Most oncology teams are rightly focused on improving survival. Pain, nausea and bone marrow support are the main traffic lights for routine intervention. But patients with digestive system cancers, including stomach and colon cancers, all suffer other unpleasant side effects which can crush their spirit, leaving them debilitated and home-bound. A pioneering gastroenterologist at the Marsden who specialises in uncovering the cause of these symptoms and curing them was so essential to Philip’s quality of life that I fundraised for a proof of concept trial which over the past two years found that nearly all patients responded positively to one of three inexpensive tests based on simple algorithms delivered by a trained nurse. The result: a better quality of life and better tolerance of treatment. Could this inexpensive intervention be introduced in relevant centres without a randomised trial?

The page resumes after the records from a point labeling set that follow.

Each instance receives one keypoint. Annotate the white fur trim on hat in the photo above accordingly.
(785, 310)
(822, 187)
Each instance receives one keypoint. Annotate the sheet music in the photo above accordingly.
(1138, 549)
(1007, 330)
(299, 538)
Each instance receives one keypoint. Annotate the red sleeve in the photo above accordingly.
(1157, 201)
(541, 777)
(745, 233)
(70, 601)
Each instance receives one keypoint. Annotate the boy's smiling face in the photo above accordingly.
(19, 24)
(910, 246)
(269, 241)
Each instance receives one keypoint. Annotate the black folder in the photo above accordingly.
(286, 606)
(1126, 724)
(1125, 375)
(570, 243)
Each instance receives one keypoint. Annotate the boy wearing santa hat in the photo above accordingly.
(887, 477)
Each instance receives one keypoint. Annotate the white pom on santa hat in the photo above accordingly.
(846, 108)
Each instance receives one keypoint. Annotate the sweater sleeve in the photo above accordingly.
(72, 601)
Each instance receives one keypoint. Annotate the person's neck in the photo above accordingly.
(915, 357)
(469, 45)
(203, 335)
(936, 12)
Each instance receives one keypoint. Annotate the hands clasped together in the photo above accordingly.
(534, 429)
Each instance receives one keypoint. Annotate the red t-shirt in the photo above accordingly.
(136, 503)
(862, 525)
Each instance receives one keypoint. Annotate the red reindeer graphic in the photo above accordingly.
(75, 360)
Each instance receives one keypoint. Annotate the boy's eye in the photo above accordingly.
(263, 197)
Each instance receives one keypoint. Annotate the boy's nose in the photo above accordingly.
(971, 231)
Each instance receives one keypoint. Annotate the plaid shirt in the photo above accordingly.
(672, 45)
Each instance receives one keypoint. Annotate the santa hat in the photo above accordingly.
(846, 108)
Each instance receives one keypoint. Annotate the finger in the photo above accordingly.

Our marvellous NHS is overwhelmed and struggling to make the paradigm shift to personalised cancer care and take advantage of global research. A universal patient-centric database of genetic information, treatment and symptoms could be a bridge between the tried-and-tested protocols we currently depend on and the personalised medical programmes of the future, ensuring increased innovation and continuous improvement, which my noble friend Lady Jowell has called for. Perhaps Coordinate My Care could become a national programme, providing key data for her urgent vision of international medical co-operation.